The purpose of the means test is to verify whether you have adequate available income, after deducting certain allowed expenses and required debt payments, to make payments on a Chapter 13 plan. To find out whether you pass the means test, you take off certain allowed expenses and debt payments from your current monthly income. If the money that’s remaining after these calculations is less than a certain sum of money, you’ll be able to file for Chapter 7.
Counseling Prerequisites
Before filing for bankruptcy under either Chapter 7 or Chapter 13, you must attend credit counseling with an agency authorized by the United States Trustee’s office. The reason for this counseling requirement is that it helps you in determining whether you actually need to file for bankruptcy or whether an informal repayment program will help you reclaim your financial stability.
Counseling is mandatory even if it’s clear that a repayment plan isn’t viable for you. You’re required merely to participate in the counseling. You don’t have to go along with any repayment program the agency provides. Even so, before you’ll be able to file bankruptcy, you’ll have to submit any repayment program the agency proposes along with a certificate proving that you completed the counseling.
Near the end of your bankruptcy suit, you’ll have to go to a another counseling session. This counseling session is fashioned to teach you personal financial management skills. You can’t have the discharge that wipes out your debts until you show proof to the court that you completed this requirement.
Attorneys Might Be Tougher to Find — and Much More Pricey
The new bankruptcy laws do add numerous complex requirements to bankruptcy filings.
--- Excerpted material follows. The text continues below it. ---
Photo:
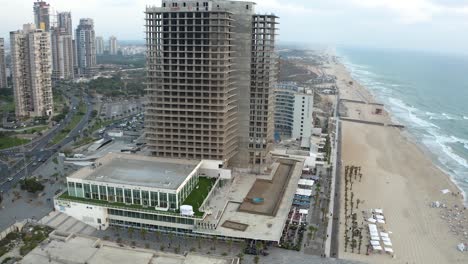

Many of these brand-new requirements impose more responsibilities on attorneys leading to bankruptcy cases being more time intensive. Among the leading new requirements on lawyers is that they must now personally ensure the accuracy of all the information their clients give them. That extra requirement means that lawyers must spend a good deal of time on every bankruptcy case. Thus, they’ll bill more to take every bankruptcy suit. The new bankruptcy law requirements have in reality driven a few bankruptcy attorneys out of the field altogether.
Some Chapter 13 Filers Will Learn to Exist on Less
When you filed Chapter 13 bankruptcy under the past bankruptcy laws, you had to devote all of your spendable income to your repayment plan. The older bankruptcy laws defined spendable income as that which you had left after paying your actual living expenses. The new bankruptcy laws have changed this computation. While you still must deliver all of your usable income, if your income is greater than the average in your state, you don’t get to compute your usable income based on your objective expenses. Rather, you have to calculate your disposable income implementing allowed expense totals specified by the IRS. And these permitted expense amounts must be deducted from your average income during the six months before filing bankruptcy, not from your real pay every month.
Additional Changes
There are additional changes that can impact you negatively if you’re filing or looking at filing bankruptcy. For plain-English guidance in the new bankruptcy laws, get a copy of The New Bankruptcy: Will It Work for You?